わざと突き放す。
それがまた魅力的。逆に気持ちに追い打ちをかけるってものでしょ?
案の定、突き放された都築くんの視線が背中から突き刺さるのが分かる。
ふふ…。背を向けたあたしは満面の笑みで冷蔵庫を開けようとした。
だけど…
「美華……」
突然背後から温かい感触。
ぎゅっと抱きしめられて、あたしの動きは2つの腕にぎゅっと止められた。
「好きなんだ…」
そしてそんな熱い囁き…
油断したあたしに耳元に彼の声がそっと響く。
「頼む、俺から逃げないで。

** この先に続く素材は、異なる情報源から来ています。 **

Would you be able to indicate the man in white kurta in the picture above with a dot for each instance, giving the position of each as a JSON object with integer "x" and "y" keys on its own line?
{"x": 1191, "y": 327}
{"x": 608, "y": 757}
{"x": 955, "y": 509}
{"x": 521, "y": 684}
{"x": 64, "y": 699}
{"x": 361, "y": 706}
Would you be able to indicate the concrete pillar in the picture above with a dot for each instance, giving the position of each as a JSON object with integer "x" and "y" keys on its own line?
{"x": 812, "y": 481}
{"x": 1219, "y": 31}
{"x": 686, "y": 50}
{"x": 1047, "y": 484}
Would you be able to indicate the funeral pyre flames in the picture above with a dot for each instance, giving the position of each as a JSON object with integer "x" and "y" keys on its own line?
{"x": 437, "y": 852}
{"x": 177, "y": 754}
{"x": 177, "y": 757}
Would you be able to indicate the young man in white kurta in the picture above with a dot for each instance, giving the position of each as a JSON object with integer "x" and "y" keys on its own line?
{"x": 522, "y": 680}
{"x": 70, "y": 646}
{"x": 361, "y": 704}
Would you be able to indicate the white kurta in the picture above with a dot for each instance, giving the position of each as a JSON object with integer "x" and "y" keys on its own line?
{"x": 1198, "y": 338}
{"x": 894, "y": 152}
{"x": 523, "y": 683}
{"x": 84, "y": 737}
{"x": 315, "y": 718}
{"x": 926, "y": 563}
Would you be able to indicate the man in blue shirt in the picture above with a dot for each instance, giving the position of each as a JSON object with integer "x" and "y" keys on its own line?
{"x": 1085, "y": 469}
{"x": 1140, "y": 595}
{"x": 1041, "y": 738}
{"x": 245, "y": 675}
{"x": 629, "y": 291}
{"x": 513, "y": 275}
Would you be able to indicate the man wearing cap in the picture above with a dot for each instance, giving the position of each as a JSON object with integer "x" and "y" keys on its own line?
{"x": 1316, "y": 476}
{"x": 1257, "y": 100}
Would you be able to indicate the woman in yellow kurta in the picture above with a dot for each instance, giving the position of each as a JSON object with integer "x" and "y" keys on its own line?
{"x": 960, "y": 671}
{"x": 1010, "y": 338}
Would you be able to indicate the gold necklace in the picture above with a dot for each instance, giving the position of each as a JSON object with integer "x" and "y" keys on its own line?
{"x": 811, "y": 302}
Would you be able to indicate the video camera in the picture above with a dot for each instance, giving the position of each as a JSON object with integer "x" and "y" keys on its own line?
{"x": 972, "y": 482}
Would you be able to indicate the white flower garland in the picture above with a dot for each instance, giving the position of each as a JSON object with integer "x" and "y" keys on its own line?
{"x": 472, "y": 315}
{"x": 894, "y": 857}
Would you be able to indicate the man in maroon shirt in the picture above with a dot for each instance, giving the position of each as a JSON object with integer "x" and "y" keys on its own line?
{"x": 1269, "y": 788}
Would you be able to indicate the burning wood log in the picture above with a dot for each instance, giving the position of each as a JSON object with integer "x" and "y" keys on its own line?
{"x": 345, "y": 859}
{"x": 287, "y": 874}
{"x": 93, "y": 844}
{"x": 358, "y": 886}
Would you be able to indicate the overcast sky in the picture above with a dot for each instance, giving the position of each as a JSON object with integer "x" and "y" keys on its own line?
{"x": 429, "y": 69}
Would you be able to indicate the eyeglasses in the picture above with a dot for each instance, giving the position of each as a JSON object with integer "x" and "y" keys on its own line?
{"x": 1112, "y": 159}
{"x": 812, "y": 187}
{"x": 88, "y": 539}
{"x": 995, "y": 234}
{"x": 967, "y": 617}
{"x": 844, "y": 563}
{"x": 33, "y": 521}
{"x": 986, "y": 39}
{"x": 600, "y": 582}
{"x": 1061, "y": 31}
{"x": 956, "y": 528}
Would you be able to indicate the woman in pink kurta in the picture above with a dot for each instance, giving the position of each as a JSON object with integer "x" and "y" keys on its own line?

ちゃんと向き合って、俺を見て?」
「…都築、くん?」
「嫌なら今だけでいい。1分、いや1秒でも構わない。この瞬間、この気持ちをないがしろにしたくないんだ。初めてなんだ。こんなに….、こんなに自分の気持ちが抑えきれない感情は」
「ーーー」
「めちゃくちゃ好きだ……、もう、自分でもどうしたらいいかわからないぐらい美華が…、俺…」
「あ……」
そこまで言ってきつく、きつく抱き締められた。
都築くんの唇が耳元にふれて、あたしをぎゅうぎゅうに抱きしめてくる。